Members of the Green Mountain Care Board had one goal for this year’s legislative session. The five-member body regulates hospital growth, but it sought the power to set entire hospital budgets.
The care board argued that setting budgets with an eye toward the overall needs of the state would protect everyone, including hospitals, from financial ruin. The Vermont Senate agreed, but House members said the Agency of Human Services, not the Green Mountain Care Board, should set the direction for Vermont’s health care reform efforts.
The two chambers found a compromise this week. S.285 gives the Green Mountain Care Board more than $4 million to come up with a “patient-focused, community-inclusive plan” for setting hospital budgets. The bill also directs the Agency of Human Services and the care board to work together on a new proposal that may, but not necessarily, include the budget-setting authority the board wanted.
There’s only one problem with the bill: It does nothing to deal with Vermont’s soaring health care costs, at least not in the short term. The transformation of S.285 is a symptom of a larger problem with Vermont’s health policy.
“There doesn’t seem to be any leadership from the executive branch,” Bill Schubart, former UVM Medical Center board chair and occasional VTDigger columnist, told the Green Mountain Care Board last week.
Health care policy in Vermont is whatever emerges from that vacuum, it seems. In the case of S.285, regulators at the Green Mountain Care Board got the blessing of legislators a couple of years back to assess the financial health and longevity of hospitals in Vermont. The result of that effort was a February 2022 report that concluded Vermont’s hospitals are growing faster than payers, insurers and the state can accommodate.

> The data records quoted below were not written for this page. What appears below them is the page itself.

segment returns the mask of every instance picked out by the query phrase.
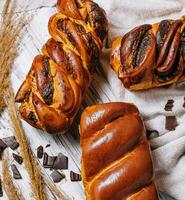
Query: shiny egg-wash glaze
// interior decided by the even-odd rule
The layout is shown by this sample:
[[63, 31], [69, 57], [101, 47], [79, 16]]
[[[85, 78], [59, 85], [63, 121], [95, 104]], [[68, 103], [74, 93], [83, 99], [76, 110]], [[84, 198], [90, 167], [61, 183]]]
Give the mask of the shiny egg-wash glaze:
[[113, 42], [110, 59], [129, 90], [185, 81], [185, 18], [134, 28]]
[[87, 200], [158, 200], [150, 146], [133, 104], [88, 107], [80, 133]]
[[107, 37], [105, 12], [90, 0], [58, 0], [51, 39], [35, 57], [16, 102], [21, 116], [50, 133], [65, 132], [77, 114]]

S.285 would have filled the void by letting regulators outside of the Scott administration have the power to set the course of health care policy in Vermont. Not surprisingly, hospitals did not like the idea.
Devon Green, lobbyist for the Vermont Association of Hospitals and Health Systems, argued that the board’s proposal amounted to rationing that would have intensified the mass exodus of health care workers from the field for fear of losing their jobs. Hospitals are already struggling and cannot afford to change how they operate without significant financial support.
That’s how S.285 came to include provisions that spell out that hospitals must be involved in studying options for controlling their own budgets. Rep. Anne Donahue, R-Northfield, alluded to reassuring an executive in her district that hospitals will have a chance to offer input on the plan.
Donahue acknowledged that S.285 is a first step on the issue of hospital budgets.
“We’re not putting decision-making yet in terms of the results” of the Green Mountain Care Board engagement study, she said. “But we need to start it faster.”
Lawmakers plan to adjourn later this week, and S.285 is on its way to the governor’s desk. This summer, hospitals and regulators will again begin the annual budget process.
In short: Same song and dance, but this time with funds earmarked for a brand-new report.